10. Jacob from the Twilight Saga by Stephenie Meyer

I was never, even remotely, on team Jacob. I just never really clicked with him… And I kind of liked him (just a tiny bit) more on the movies (because of Taylor Lautner… *not sorry!*). The truth is, I never got why he was so into Bella, because he’s into her more or less from the starts and it annoyed me.

Me and Earl and the Dying Girl (Jesse Andrews)

>  Nº 3 on My 2015 Reading Challenge – A book that became a movie <


Up until senior year, Greg has maintained total social invisibility. He only has one friend, Earl, and together they spend their time—when not playing video games and avoiding Earl’s terrifying brothers— making movies, their own versions of Coppola and Herzog cult classics. Greg would be the first one to tell you his movies are f*@$ing terrible, but he and Earl don’t make them for other people. Until Rachel.

Rachel has leukemia, and Greg’s mom gets the genius idea that Greg should befriend her. Against his better judgment and despite his extreme awkwardness, he does. When Rachel decides to stop treatment, Greg and Earl must abandon invisibility and make a stand. It’s a hilarious, outrageous, and truthful look at death and high school by a prodigiously talented debut author.

This is an interesting book. I laughed so hard while reading this book, I was having fits on the bus and everything… FUN!

*** Warning, there will be MAJOR SPOILERS, you have been warned ***

The story is interesting enough: boy who just wants to be invisible, with his only friend being more of a co-worker, is forced to bond with dying girl. To top it off, Greg and Earl do movies together, and some of the book is written in script form, which is pretty cool.

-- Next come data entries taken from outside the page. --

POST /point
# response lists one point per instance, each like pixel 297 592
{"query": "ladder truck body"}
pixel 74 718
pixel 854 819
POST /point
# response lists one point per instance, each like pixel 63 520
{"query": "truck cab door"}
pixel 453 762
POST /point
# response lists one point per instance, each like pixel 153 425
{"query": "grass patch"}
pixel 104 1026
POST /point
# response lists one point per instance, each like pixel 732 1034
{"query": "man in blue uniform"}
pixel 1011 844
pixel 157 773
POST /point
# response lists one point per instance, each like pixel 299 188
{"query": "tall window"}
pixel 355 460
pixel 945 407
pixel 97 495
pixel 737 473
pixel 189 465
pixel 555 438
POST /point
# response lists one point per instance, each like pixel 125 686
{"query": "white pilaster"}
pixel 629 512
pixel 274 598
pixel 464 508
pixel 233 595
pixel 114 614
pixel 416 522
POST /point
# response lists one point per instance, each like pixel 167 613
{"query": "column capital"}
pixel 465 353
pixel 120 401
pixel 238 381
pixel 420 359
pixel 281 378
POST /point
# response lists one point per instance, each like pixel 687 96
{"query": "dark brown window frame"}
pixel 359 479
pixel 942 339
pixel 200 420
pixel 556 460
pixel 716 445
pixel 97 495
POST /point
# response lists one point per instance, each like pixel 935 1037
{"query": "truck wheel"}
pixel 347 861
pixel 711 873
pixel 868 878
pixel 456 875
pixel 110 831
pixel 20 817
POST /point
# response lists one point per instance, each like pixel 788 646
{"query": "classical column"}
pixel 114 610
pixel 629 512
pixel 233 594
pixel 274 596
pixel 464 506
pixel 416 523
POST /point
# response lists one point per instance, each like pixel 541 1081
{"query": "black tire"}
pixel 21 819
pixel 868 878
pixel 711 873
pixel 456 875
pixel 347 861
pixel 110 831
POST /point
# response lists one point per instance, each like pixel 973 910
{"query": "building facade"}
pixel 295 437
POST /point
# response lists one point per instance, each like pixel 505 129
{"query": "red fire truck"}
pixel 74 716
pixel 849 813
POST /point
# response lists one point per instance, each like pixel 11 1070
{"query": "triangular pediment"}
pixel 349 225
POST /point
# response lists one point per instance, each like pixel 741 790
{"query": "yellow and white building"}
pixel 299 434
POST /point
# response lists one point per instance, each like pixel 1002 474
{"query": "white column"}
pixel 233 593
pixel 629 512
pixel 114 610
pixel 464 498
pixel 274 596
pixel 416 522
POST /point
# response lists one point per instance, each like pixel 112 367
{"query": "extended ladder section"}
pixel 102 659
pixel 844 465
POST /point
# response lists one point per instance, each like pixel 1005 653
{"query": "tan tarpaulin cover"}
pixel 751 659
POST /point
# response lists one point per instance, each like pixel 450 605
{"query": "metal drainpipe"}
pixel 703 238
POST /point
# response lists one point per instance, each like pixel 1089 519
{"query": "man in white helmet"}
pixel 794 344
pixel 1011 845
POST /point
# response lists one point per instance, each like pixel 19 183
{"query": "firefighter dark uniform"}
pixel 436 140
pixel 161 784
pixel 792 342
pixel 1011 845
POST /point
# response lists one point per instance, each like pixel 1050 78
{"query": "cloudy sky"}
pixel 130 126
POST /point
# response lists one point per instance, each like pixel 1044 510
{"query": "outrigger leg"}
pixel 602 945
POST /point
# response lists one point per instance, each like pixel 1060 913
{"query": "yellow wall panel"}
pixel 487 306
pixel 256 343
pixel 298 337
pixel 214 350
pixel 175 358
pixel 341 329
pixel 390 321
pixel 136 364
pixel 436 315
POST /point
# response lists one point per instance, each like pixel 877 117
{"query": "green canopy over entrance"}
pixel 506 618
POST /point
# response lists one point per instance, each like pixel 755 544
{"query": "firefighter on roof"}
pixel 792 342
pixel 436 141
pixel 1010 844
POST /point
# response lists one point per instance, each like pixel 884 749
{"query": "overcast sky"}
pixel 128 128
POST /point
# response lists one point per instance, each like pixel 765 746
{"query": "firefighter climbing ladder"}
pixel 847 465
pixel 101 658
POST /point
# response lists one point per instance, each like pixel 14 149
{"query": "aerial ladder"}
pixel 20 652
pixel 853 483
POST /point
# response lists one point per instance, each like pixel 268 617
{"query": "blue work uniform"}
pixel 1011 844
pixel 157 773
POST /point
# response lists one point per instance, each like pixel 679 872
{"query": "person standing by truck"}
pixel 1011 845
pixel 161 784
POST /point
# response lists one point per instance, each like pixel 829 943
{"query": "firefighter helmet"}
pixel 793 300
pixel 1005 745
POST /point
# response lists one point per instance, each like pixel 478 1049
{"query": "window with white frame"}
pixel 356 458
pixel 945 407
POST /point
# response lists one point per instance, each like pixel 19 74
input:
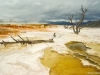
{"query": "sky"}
pixel 38 11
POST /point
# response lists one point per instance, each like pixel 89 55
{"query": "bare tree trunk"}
pixel 77 28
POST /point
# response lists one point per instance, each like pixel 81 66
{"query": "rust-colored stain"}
pixel 65 64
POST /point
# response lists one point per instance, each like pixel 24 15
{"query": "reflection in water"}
pixel 60 64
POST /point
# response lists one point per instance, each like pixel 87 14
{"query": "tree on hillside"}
pixel 76 26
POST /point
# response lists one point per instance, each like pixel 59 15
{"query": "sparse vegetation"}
pixel 76 28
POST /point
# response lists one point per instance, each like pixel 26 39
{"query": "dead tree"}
pixel 76 27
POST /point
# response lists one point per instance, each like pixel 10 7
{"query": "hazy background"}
pixel 39 11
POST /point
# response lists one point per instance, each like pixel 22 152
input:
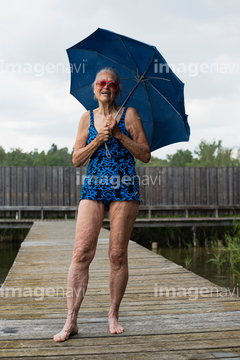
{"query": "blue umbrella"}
pixel 147 82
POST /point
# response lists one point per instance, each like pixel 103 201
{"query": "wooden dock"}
pixel 191 319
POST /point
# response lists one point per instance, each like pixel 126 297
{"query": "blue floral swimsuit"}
pixel 114 178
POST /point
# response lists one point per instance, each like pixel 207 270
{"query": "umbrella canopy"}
pixel 147 82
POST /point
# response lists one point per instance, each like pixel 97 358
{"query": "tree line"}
pixel 205 154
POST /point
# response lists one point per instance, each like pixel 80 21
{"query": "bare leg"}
pixel 89 222
pixel 122 217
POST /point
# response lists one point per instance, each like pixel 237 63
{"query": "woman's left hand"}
pixel 113 125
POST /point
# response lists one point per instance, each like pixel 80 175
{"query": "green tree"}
pixel 2 156
pixel 213 154
pixel 18 158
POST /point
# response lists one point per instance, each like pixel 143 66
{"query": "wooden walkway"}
pixel 193 324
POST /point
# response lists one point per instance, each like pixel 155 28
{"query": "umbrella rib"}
pixel 150 110
pixel 129 53
pixel 106 57
pixel 162 96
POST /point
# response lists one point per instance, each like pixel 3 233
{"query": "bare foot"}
pixel 66 332
pixel 114 326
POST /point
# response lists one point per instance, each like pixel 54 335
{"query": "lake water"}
pixel 8 252
pixel 199 264
pixel 202 267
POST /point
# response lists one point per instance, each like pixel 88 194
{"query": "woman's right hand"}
pixel 104 133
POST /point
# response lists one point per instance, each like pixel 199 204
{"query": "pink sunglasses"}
pixel 112 85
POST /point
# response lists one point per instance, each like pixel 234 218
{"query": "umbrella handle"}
pixel 107 151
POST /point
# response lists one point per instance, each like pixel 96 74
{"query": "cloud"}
pixel 200 39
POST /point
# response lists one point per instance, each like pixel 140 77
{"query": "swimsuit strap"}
pixel 123 115
pixel 91 118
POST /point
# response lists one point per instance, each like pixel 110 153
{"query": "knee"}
pixel 117 257
pixel 83 255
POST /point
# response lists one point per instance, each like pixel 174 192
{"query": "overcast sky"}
pixel 200 39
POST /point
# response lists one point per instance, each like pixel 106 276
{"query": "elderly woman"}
pixel 110 185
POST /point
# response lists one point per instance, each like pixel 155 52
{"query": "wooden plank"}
pixel 166 326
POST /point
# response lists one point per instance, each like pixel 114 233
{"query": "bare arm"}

The story in itself is not groundbreaking, I think this a story about life happening, that exactly specific events in one’s life. Nothing monumental actually happens in neither of their lives… well, Rachel dies, but that’s about it. It’s not a story about friendship, or young love, or achieving your true potential. It goes a bit like this: Greg doesn’t want friends, Greg is forced to be friends with Rachel, Greg thinks that his job it to make Rachel laugh, Earl becomes friends with her and is able to say so, Greg doesn’t understand why he’s sad that Rachel is worst, Rachel loves the videos, Rachel gets sicker, Greg cries – still doesn’t understand, Rachel dies, Earl sets Greg straight, Greg decides to apply to film school. Sure, in the meantime he kind of grows, they kind of become friends.

I absolutely loved the book, the pacing is good, is easy to read, the story is entertaining, though not very deep (from Greg’s point of view). But I think it will work better on film than on the page.

Why? Well, in the book Greg comes off as a highly unlikable character. I could not stand him. Sure, he says several times that Earl is a better person than he is, but it is actually very true. Earl is great, Rachel is amazing, Greg?! Mehhh!! It’s because he’s always reinforcing the idea that it is not a love story… we get it, then he says several times that he’s only there to make her laugh, he says other stuff that just made me want to slap him. And still, even though the book is narrated by a meehh character, I still quite enjoyed it!

So looking forward to the movie! Especially since the reviews have been great!